GM, UAW reach tentative agreement to avoid strike at 4 Michigan plants

A strike that could have halted production of some of General Motors’ most profitable and important vehicles was narrowly averted Thursday. 

About 15 minutes before a 10 a.m. strike deadline, GM and the UAW reached a tentative agreement for a new contract for about 600 of GM’s Subsystems Manufacturing LLC employees. 

The details of that agreement are not yet known.

“The UAW will now focus on the ratification process,”  GM spokesman Dan Flores said in a statement. “We won’t be discussing details of the tentative agreement until the ratification process is complete.”

UAW picket signs Thursday, June 16, 2022, along the south entrance of Case New Holland Industrial's Burlington plant. Local 807 represents 430 of the 1,100 workers in Burlington and Racine, Wisconsin, who have been on strike against Case since May 2.

The subsystem employees have a different contract than that of the 48,000 GM hourly workforce in the U.S. that went on strike in 2019.

The subsystem workforce’s contract expired 14 months ago and after repeatedly failing to reach an agreement on a new contract, the UAW set a strike deadline for 10 a.m. Thursday for the subsystem workers at Flint Assembly, Factory Zero, Lansing Grand River and Orion Assembly plants. 

The UAW confirmed that it and GM Subsystems Manufacturing LLC have reached a tentative agreement that the union will show to members of Locals 22, 598, 652 and 5960.

“This negotiation was drawn out and hard fought,” said UAW Vice President Terry Dittes, who is director of the union’s General Motors Department, in a statement. “We look forward to presenting the tentative agreement to members for their ratification.”

Critical to GM production

The subsystem workers’ strike could have brought production of GM’s most profitable vehicles to a standstill within hours. 

Subsystem workers sort all the parts that come into to the plants and then deliver those parts to the assembly line to keep production humming. 

“They bring me my parts. I can’t do my job on the line without them bringing me the parts,” said a GM hourly worker at Flint Assembly plant. The worker declined to be named because of the sensitive nature of contract negotiations. 

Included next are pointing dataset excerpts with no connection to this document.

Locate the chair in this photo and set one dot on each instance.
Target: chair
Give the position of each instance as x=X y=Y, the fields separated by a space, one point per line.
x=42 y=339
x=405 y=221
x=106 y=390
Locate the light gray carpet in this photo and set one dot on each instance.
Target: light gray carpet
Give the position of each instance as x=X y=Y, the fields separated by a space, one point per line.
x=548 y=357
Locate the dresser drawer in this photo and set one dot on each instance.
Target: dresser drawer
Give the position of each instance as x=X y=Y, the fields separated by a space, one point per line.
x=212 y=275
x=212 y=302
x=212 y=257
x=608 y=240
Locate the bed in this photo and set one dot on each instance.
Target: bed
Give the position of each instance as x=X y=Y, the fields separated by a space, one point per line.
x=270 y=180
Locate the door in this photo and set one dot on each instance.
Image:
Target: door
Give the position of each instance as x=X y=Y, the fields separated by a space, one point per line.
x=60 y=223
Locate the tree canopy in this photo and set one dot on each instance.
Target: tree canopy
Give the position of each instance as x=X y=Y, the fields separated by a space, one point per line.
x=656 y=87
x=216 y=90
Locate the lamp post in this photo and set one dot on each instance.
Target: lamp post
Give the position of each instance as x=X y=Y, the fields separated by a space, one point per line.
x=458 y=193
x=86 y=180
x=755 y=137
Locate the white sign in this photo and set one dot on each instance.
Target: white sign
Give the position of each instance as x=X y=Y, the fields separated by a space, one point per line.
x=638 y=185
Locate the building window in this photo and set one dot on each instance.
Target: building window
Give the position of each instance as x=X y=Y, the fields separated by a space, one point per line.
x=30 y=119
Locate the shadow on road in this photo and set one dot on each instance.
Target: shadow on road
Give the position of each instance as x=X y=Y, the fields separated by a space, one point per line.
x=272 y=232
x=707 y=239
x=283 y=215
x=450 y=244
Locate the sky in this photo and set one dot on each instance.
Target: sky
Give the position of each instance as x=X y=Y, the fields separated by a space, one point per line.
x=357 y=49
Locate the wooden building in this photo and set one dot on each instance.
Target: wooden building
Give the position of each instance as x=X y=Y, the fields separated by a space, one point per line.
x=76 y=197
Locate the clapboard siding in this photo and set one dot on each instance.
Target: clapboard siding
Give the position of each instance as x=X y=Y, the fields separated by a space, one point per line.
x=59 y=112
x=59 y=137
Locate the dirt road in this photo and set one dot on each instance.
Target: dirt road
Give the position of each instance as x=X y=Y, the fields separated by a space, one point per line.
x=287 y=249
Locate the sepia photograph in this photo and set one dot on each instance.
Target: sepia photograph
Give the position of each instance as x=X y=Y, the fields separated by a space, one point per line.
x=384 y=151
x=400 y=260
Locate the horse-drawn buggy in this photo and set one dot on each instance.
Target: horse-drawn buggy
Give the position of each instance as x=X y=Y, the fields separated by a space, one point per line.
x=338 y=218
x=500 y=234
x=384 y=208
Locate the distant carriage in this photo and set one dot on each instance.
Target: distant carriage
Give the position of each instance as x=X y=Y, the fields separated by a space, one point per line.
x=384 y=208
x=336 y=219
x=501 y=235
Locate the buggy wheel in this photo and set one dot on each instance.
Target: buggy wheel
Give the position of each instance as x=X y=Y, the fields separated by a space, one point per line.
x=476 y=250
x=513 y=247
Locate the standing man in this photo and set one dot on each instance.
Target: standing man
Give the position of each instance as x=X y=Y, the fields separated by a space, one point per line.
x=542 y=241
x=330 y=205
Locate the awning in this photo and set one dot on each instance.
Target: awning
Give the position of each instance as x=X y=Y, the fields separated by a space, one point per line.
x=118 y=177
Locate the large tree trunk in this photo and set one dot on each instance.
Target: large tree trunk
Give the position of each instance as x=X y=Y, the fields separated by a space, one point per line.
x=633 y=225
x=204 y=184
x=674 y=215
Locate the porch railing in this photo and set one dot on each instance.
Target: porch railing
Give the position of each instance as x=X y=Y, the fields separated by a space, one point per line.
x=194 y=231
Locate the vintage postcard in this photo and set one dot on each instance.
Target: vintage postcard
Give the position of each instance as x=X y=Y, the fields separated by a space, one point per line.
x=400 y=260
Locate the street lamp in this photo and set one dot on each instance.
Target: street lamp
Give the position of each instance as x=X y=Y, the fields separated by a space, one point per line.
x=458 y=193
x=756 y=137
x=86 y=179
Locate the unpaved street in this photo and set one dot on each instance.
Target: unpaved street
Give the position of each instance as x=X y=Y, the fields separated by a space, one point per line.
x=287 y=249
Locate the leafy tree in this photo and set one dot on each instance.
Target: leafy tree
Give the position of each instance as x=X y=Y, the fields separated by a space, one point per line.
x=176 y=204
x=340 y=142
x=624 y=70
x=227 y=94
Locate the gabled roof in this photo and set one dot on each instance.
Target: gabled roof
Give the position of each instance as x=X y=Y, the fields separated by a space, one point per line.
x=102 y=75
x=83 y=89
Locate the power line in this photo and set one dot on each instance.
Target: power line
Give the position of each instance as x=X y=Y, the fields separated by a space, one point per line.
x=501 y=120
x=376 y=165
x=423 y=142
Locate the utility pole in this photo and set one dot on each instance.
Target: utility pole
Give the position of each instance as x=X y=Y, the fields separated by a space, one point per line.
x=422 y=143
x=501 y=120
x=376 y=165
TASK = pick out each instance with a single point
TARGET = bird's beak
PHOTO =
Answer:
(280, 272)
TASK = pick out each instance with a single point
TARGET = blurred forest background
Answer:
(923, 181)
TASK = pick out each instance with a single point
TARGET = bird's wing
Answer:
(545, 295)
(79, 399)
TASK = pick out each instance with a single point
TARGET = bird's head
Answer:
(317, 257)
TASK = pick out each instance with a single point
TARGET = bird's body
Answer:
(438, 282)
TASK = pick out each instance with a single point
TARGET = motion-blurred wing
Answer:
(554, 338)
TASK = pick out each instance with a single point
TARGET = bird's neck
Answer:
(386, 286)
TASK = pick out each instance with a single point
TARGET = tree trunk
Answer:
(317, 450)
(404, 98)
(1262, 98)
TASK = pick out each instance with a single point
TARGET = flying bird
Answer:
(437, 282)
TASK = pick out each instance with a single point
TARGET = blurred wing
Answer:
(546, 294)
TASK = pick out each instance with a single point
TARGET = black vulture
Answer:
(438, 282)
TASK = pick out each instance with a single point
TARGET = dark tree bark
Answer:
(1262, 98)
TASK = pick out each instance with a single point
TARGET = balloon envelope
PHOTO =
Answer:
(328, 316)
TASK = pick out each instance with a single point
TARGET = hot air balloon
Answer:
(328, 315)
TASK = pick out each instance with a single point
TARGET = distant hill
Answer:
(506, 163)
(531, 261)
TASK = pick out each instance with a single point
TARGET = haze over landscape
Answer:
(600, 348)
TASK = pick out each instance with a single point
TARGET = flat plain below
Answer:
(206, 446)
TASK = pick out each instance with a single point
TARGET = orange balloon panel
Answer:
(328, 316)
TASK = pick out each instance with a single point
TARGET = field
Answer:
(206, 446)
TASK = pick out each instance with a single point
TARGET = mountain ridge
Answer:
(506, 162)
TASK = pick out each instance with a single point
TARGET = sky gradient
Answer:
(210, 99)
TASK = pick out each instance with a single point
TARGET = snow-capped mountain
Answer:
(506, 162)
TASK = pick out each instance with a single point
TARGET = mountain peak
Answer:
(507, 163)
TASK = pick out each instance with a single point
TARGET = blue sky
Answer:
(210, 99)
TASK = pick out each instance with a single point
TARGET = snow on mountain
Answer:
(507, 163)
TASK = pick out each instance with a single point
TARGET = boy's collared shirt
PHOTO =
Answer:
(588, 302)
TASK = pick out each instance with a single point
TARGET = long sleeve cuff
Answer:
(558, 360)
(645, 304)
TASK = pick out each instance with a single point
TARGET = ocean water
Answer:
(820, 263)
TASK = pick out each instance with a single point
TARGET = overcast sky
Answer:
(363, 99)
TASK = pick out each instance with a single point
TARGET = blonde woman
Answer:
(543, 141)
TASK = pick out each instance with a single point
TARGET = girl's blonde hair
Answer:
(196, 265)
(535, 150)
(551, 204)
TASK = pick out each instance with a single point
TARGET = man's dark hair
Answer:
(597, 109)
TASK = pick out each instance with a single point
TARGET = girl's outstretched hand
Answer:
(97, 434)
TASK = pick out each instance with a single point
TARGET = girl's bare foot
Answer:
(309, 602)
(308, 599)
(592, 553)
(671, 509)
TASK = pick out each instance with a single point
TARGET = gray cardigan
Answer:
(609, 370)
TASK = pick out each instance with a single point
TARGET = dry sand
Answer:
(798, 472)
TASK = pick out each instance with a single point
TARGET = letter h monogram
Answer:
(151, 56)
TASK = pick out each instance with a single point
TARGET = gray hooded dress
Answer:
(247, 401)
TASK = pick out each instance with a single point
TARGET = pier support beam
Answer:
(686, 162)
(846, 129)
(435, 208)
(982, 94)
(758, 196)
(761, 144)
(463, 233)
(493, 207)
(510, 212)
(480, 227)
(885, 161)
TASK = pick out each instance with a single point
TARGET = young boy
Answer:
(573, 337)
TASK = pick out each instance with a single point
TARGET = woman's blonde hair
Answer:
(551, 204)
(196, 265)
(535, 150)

Flint Assembly is where GM builds its highly profitable and popular Chevy Silverado and GMC Sierra heavy-duty pickups. 

GM has three U.S. factories that build pickups. All three returned to round-the-clock operation earlier this week.

Local 598 Shop Chairman Eric Welter put out memos to union members at Flint Assembly earlier this week, the person said. The memos emphasized that GM’s regular hourly workers must — under terms of their 2019 National Agreement — cross the subsystem workers’ picket line and report to work if there is a strike. GM hourly workers could be fired if they joined the picket.